Gives equal weight to each class and therefore offsets the 0.46% prevalence skew that inflates raw accuracy.

• Precision

Represents alert quality: the proportion of fired alerts that are genuinely malicious, and thus a proxy for analyst workload.

• Recall

Captures coverage: the fraction of all malicious windows the model catches.

• F1-Score

Harmonic mean of Precision and Recall at the chosen operating threshold; provides a single threshold-specific trade-off between missed attacks and false alarms.

• ROC-AUC

Area under the Receiver-Operating Characteristic curve. Summarizes discrimination across every threshold but can appear deceptively high when true negatives dominate.

• PR-AUC

Area under the Precision-Recall curve. Favored for rare-event detection because it ignores the abundance of true negatives and directly measures the model’s ability to keep both precision and recall high.

Comprehensive model interpretability was facilitated through additional analytical visualizations and metrics.
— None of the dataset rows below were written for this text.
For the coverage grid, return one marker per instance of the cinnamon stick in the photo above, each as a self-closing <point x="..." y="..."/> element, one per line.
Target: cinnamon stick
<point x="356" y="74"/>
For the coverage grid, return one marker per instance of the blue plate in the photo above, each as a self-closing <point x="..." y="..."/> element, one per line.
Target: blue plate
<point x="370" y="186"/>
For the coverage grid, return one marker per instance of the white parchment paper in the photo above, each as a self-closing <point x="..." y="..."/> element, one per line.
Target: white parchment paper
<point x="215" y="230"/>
Confusion matrices provided explicit breakdowns of true positives, true negatives, false positives, and false negatives, clarifying detection trade-offs. ROC curves, Precision-Recall curves, and distributions of predicted probabilities were analyzed across all models to aid performance interpretation.
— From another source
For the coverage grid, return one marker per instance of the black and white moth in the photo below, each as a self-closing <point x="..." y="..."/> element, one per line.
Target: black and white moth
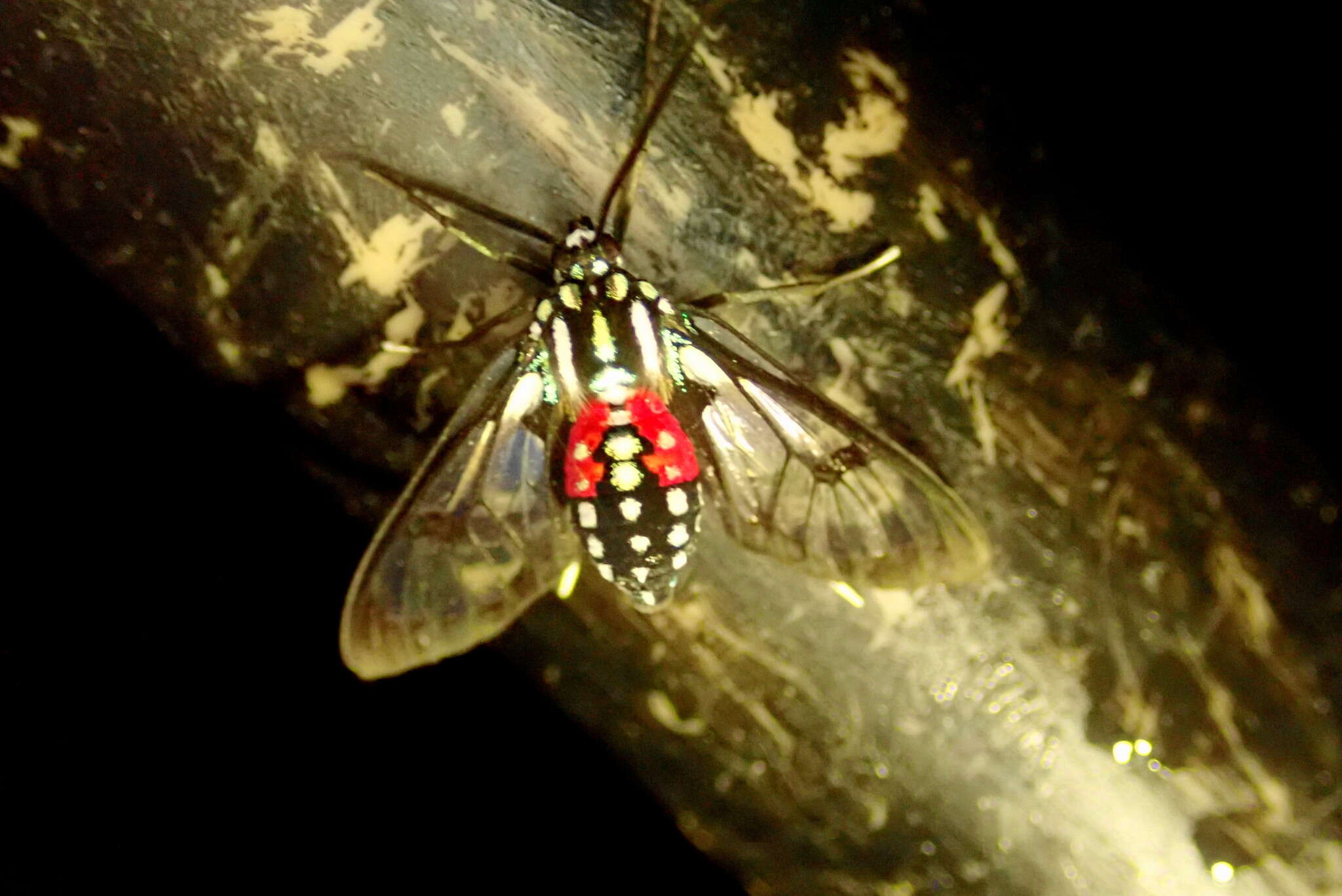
<point x="604" y="435"/>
Model Training, Parameter Standardization, and Threshold Tuning

To ensure fairness and validity in comparative analysis, hyperparameters and training conditions were meticulously standardized across all models and datasets. All tree-based models such as Random Forest with SMOTE, Balanced Random Forest, and Light GBM used exactly 200 estimators, unrestricted maximum depth, and standardized node-splitting parameters. A consistent random seed of 42 was applied across all models to ensure reproducibility. Class imbalance was systematically addressed through multiple standardized approaches: balanced class weights for linear models, SMOTE with 0.5 sampling strategy for Random Forest, calculated positive weight ratios for gradient boosting models, and built-in balanced sampling for ensemble methods. Feature preprocessing was uniformly applied across both EDR and XDR datasets, with infinite values replaced by missing values, missing values imputed using training set medians, and Standard Scaler normalization fitted on training data and applied to test data. Crucially, no hyperparameter tuning or cross-validation was performed, preventing methodological bias that could favor one dataset over another. This direct train-to-test evaluation ensures that performance differences reflect genuine dataset characteristics rather than optimization advantages.
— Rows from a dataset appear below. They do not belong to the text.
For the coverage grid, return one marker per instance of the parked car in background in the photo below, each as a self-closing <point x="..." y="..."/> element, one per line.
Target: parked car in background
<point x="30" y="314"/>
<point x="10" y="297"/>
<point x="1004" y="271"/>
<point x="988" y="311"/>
To maximize practical effectiveness in threat detection, models providing probabilistic predictions underwent standardized threshold optimization targeting exactly 80% recall for the malicious class across both EDR and XDR datasets. Using precision-recall curves, optimal thresholds were identified where recall was greater than or equal to 0.80, with safeguards to reject thresholds predicting more than 90% of samples as malicious. This standardized 80% recall target ensures consistent evaluation criteria and practical relevance in cybersecurity contexts where missing threats is more costly than false alarms. All metrics were computed using identical formulas and evaluation procedures for both datasets. This comprehensive standardization methodology ensures that any observed performance differences between EDR and XDR approaches reflect genuine data characteristics rather than methodological advantages, supporting the validity of comparative conclusions.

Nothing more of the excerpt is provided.